Script to delete non-indexed content from storage directory

mynameisbond2 · April 25, 2021

This python script is just published on [Github](https://gist.github.com/tigerjack/7fc913434ac7beab6c591c2c1ae92f8d) following a discussion on [reddit](https://www.reddit.com/r/zotero/comments/mwq0q2/delete_nonindexed_content_from_storage_directory/)

It checks the zotero data folder (i.e. all the contents of the storage folder) against those indexed in the zotero.sqlite database. Folders containing unindexed pdf files are moved to a second folder for inspection and then manual deletion.

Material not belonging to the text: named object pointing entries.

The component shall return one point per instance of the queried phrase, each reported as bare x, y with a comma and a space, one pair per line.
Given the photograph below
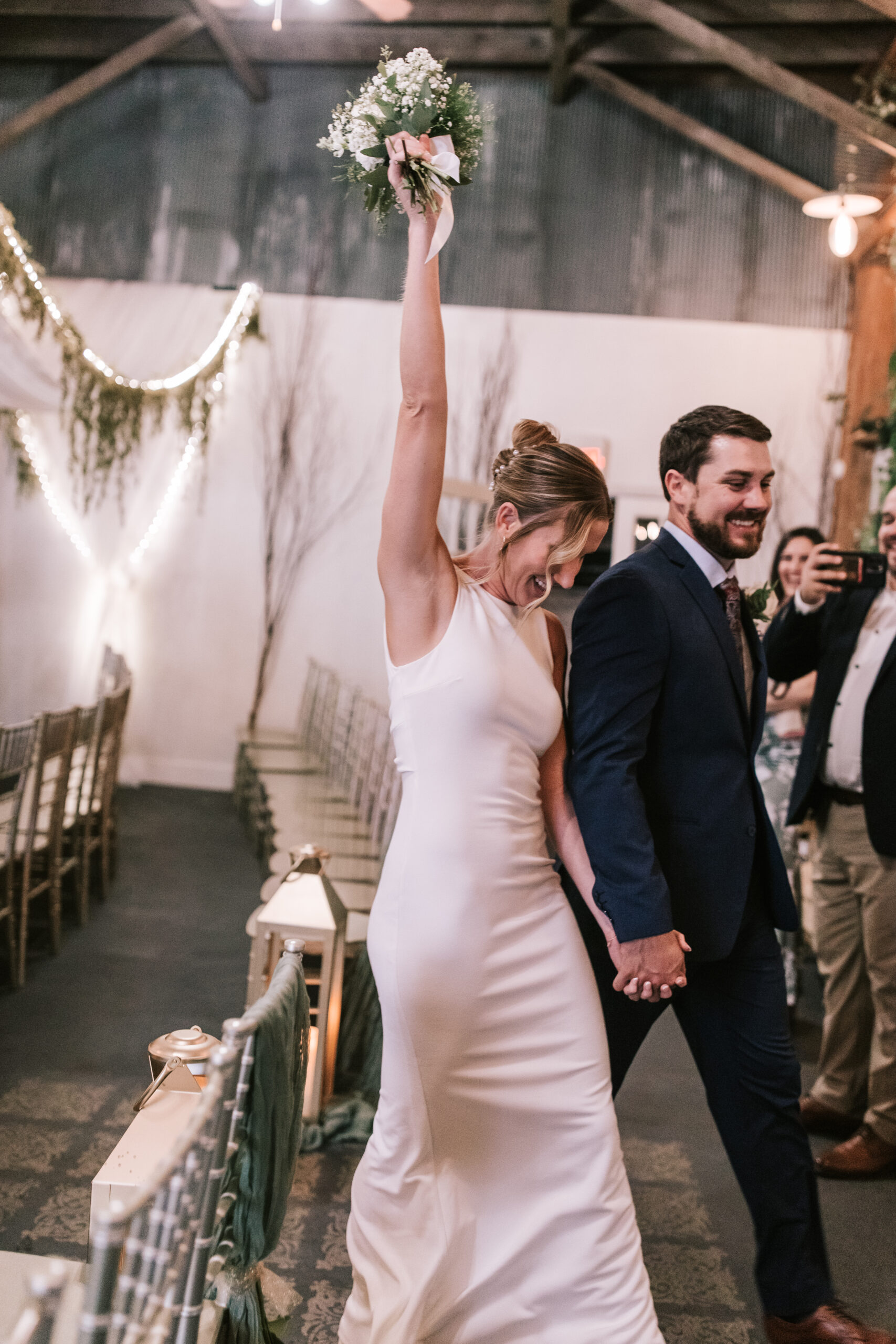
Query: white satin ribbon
449, 166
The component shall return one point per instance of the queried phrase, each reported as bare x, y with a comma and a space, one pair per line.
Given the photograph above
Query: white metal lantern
305, 906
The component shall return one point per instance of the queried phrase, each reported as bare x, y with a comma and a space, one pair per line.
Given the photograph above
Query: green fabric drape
349, 1119
260, 1174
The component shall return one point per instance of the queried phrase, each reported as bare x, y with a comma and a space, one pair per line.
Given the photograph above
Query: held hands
821, 573
400, 148
649, 968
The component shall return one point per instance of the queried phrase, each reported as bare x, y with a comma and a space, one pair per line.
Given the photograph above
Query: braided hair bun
547, 480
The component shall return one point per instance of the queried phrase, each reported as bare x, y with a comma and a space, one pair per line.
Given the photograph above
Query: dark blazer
824, 642
661, 762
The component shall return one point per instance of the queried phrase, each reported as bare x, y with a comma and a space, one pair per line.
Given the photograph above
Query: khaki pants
855, 897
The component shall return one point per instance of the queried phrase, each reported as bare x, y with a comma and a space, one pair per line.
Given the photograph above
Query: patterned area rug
57, 1133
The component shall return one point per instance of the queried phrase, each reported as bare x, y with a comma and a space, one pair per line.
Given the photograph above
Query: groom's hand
650, 968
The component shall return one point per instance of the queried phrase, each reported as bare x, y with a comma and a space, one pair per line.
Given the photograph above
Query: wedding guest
847, 779
786, 706
786, 702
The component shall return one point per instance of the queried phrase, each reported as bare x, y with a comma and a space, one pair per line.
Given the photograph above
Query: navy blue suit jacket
661, 756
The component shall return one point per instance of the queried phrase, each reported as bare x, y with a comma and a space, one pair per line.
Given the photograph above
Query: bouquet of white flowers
409, 93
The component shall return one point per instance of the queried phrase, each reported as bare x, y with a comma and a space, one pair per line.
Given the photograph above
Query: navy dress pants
734, 1015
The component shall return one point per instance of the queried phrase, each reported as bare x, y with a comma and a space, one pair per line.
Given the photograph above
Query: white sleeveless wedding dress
491, 1205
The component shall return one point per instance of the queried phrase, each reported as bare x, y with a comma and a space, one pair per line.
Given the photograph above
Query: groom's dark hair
686, 445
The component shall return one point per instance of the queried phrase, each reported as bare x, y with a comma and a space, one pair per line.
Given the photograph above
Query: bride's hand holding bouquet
407, 152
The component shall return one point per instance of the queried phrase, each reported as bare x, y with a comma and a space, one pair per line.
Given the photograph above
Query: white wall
190, 618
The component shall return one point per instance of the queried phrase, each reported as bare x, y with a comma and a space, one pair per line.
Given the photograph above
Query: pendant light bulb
842, 234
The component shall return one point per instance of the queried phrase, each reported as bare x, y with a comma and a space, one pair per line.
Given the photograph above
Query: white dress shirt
710, 563
844, 757
716, 573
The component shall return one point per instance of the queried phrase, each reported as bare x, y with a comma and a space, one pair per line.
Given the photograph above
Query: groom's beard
719, 539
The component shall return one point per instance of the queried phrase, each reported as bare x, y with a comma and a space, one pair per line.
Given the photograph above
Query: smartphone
864, 569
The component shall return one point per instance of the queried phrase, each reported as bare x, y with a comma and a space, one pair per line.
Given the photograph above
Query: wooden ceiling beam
698, 132
886, 7
253, 81
155, 45
763, 70
58, 38
734, 13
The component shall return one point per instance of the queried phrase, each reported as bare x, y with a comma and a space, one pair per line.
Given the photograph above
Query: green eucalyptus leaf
376, 176
421, 120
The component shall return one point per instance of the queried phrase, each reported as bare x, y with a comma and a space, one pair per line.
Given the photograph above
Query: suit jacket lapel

It basically removes lost unindexed files. You can run it on a copy of your Zotero data folder (below renamed Zotero_copy) to check it first before running it on the main zotero data folder:

myname@homepc:~/bin$ python3 clean_zotero_storage.py -zd /home/myname/Zotero_copy -od /home/myname/duplicates

-zd is the location of your data folder you want to scan, -od is the location of the folder to receive the moved duplicate entries.

I found 23 duplicated unindexed pdfs, probably from 10 years of moving installations and reinstallations. I checked using the right-click show function on those pdfs in Zotero to check that the indexed version was different to the one identified and moved to the duplicate folder.

This could be a very useful tool for some people.

Dellu · August 24, 2021

"Orphan" is the term used in the Bookends system to this kinds of files.

This is very useful script.
Thank u

I have a question: can this be used with Zotfile where the files are linked to a dropbox folder?